Oh, and she said the sex was always amazing, it did not get boring. He did things round her house for her, even had her create a to-do list, they went for meals, a few short breaks, but in the end she’s still alone and more broken than before.

alvinp · 26/11/2020 21:12

Hi OP, I know exactly the feeling you describe. The bottom drops out of your entire world. You will question everything. Look after yourself, it is awful. But you can move on.

My exDW had an affair almost from the start of our relationship, apparently tried unsuccessfully to end it after we were married.
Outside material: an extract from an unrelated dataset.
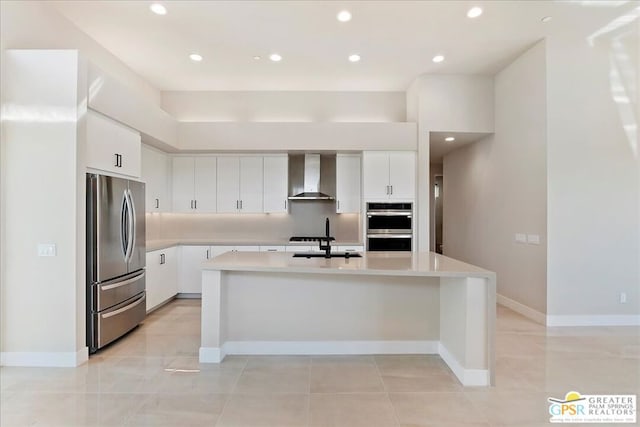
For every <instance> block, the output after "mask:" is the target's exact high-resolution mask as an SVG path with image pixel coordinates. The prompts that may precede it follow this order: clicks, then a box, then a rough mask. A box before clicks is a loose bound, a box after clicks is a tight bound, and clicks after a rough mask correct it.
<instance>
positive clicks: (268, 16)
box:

The guy was a friend of hers, I have platonic female friends so never had an issue with it, never really occurred to me to be suspicious as I'm not wired that way. He even came to our wedding, I discovered years later he had been with her the night before. It ran for 5 years until it came to light. I then thought back and pieced together the little clues I had ignored, joined the dots and snooped on her emails after her initial denials and gaslighting.

I was devastated, we had 1DC (2) and I never wanted her to experience this. But I realised I could not give her a happy childhood in such a poisoned atmosphere so I left within a year and 15 years on I'm very happily remarried. That daughter now has 2 younger siblings she adores, and is happy, well balanced and now at least she has seen what a happy relationship can be like.

BunnyBoilerRhian · 27/11/2020 00:53

Oh yes. Lots of clues or brief moments over the past 3 years or so that had been filed in my subconscious.
Now I cringe and feel stupid for not realising.
She even flew with him (pretending to be separate travellers) on a flight I was working.
Unbelievable but true!

beedoorknocker · 27/11/2020 09:50

I am still trying to get my head around how someone (Colin) can love person A (Sally) but marry and have a family with person B (Karen) whilst Colin is still claiming to be in love with Sally.

If Sally loves Colin and is wanting to marry him, why didn't Colin marry Sally instead of Karen?

I don't understand how 'you can be in love with two different people'.

beedoorknocker · 27/11/2020 09:54

I guess my question isn't so much about people having affairs after they are already married (meeting someone afterwards), but rather people who claim to be in love with someone but marry someone else and continue to 'love' the first person iyswim

It seems like in these instances affairs could have been avoided by the two lovers marrying each other instead of other people

S00LA · 27/11/2020 10:27

I don't understand how 'you can be in love with two different people

It all depends on what you mean by love. To you it obviously means a monogamous sexual relationship. But lots of people have multiple sexual partners , it’s very common.

Lots of men enjoy having one woman to do all the work and another for fun.

Colin likes having Karen to run his house , raise his kids and remember his mother’s birthdays. But all that work and domesticity is useful but a bit boring . So he keep Sally for fun.

Sally is a great listener and she tries really hard in bed. She cooks him romantic meals at her place and never asks him to put out the bins. As their time together is limited, she always makes it special - she never makes demands and always fits around his schedule.

And while Colin is with Sally ( oh I mean working late ) he gets to avoid some of the most tedious parts of parenting and family life.

So it’s win win - the best of both worlds. What’s not to like?

Of course Colin loves his life and he knows what to say to both women to keep them happy.

S00LA · 27/11/2020 10:30

It seems like in these instances affairs could have been avoided by the two lovers marrying each other instead of other people

You are missing the point. Once they marry / live together it won’t be fun anymore. The thrill and the drama will be replaced by laundry and taking the dog to the vets.